Posts Tagged ‘Paris Photo’

4000 Posts

Tuesday, January 5th, 2021

I’m not a big one for anniversaries and so on. But I’ve just noticed that today this is the 4000th post on >Re:PHOTO since I began this site on December 1st 2006. That first post has been edited since then to reflect the reason I began posting here, which was to provide an audience for my writing about photography (and also my photography.) I’d been writing professionally about photography on the web since 1999, and it was becoming clear that I was likely to lose my position before long – for the offence of writing too much about photography.

That first post was just an introduction to me, though a second post that same day was a short opinion about Paris Photo, which I’d attended the previous month. Here is its in full:


Paris Photo

Paris was full of photographs in November, and there were some great ones at Paris Photo. But there were things that were hard to take too. Large empty wastes of dollar-rich nothingness covering the walls of some galleries. Vintage prints pulled from some photographers waste-bins and awarded stupendous price-tags. I found it hard not to burst out laughing when a dealer came up to the person next to me and told her the price of one rather ordinary ’60s fashion print was 20,000 euros. A couple of years ago we would have though 200 rather steep, and 2000 definitely well over the top.

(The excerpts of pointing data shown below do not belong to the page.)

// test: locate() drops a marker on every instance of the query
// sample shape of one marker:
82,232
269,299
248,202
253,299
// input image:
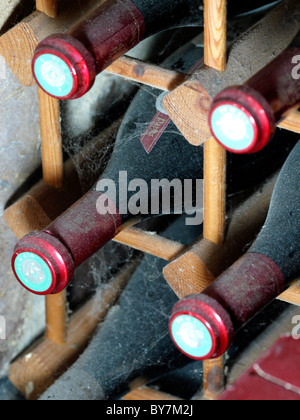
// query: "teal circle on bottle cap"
33,272
53,75
233,127
192,336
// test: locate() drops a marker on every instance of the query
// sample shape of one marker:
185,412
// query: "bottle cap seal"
197,328
63,67
242,120
41,264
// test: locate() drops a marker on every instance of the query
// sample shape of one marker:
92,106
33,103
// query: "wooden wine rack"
35,210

Still, all good news for investors, and for the minority of photographers who have a place on the gravy train. There were a few other photographers around, trying to talk to dealers, but this wasn’t the place for it. “Best if you e-mail us” they were politely brushed off.

The first day I had a panic attack of sorts as the place got more and more full of people, all there for the free opening party, and had to rush out and up from the bunker into the fresh air above. The next day things were better, less crowded, but still more a place for millionaires than photographers.

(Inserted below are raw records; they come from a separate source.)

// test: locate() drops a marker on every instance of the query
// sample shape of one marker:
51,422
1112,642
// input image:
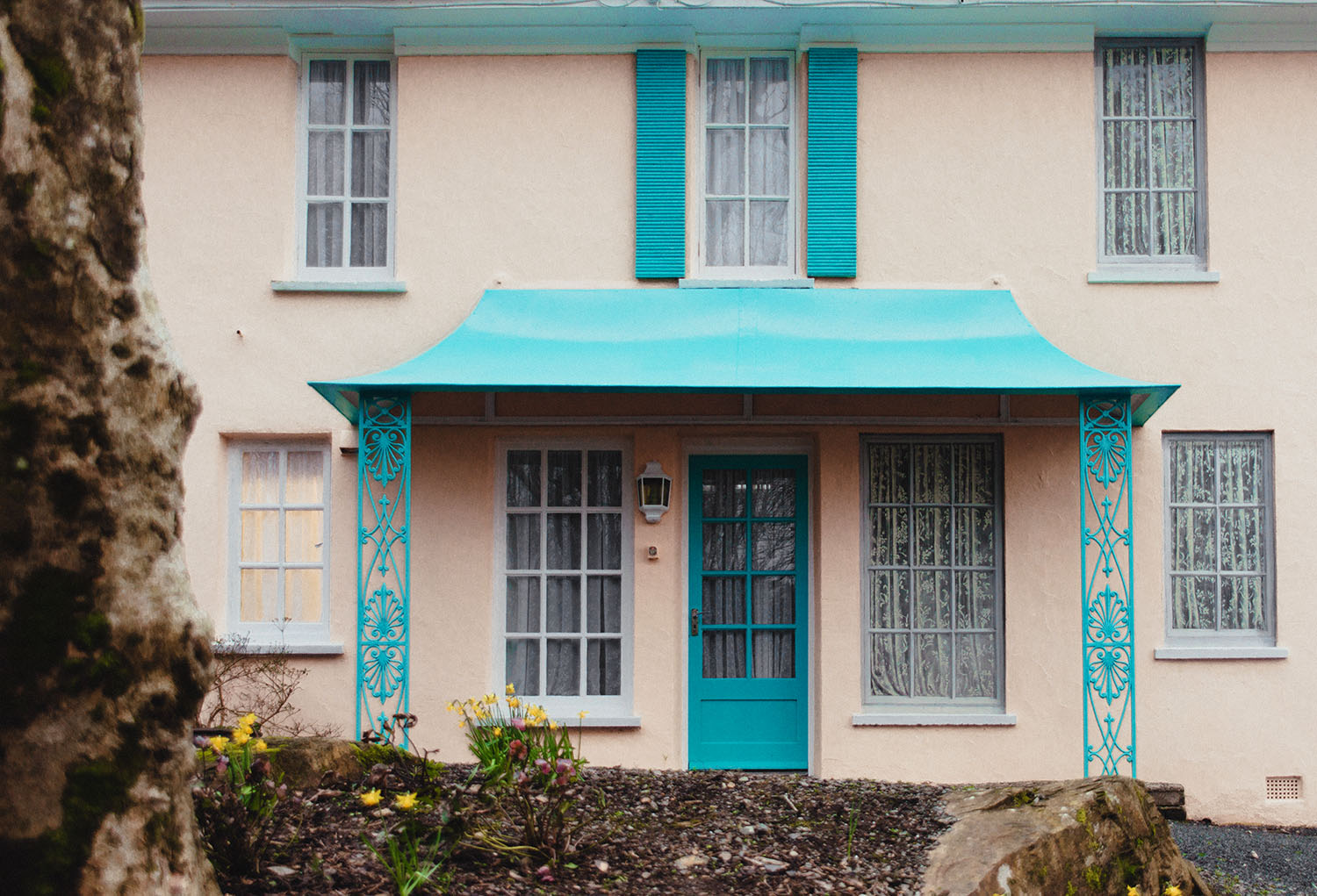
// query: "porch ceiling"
747,340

But fortunately, there was much more in Paris than Paris Photo.


Then there was a long gap, with my next post not appearing until May 2007, around the time I finally got the push. Most of those early posts were about things I would not have put on the commercial site I wrote for. >Re:PHOTO was and is my own personal site and I can say and write what I like without having to worry about upsetting editors or readers or maintaining the broad church approach which I had originally been hired to pursue.

Being entirely my own site also freed me from some other restraints. Although my articles and notes had ranged widely over photography across the world (another crime in my new editors’ views) I was unable to write about and promote my own work or that of my friends. Occasionally I did use one of my pictures, but mainly to illustrate some technical point, and these were very seldom of any real interest. The pictures in this post are all ones I took in the month >Re:PHOTO began at a protest in Dagenham against the racist BNP, none of which could be posted on the commercial site.

Politics was another area where I often had to restrain or moderate my views, though I think sometimes they were fairly apparent. But most of my photography at the time was highly political. And certainly at times I’ve treated readers here to something of a political rant.

Jeremy Corbyn photographer

>Re:PHOTO has changed over the years, and back in its early years I was still very constrained by the fact that most of those accessing it were doing so with relatively low bandwidth. So images were few and far between in those early posts, while today most have at least half a dozen.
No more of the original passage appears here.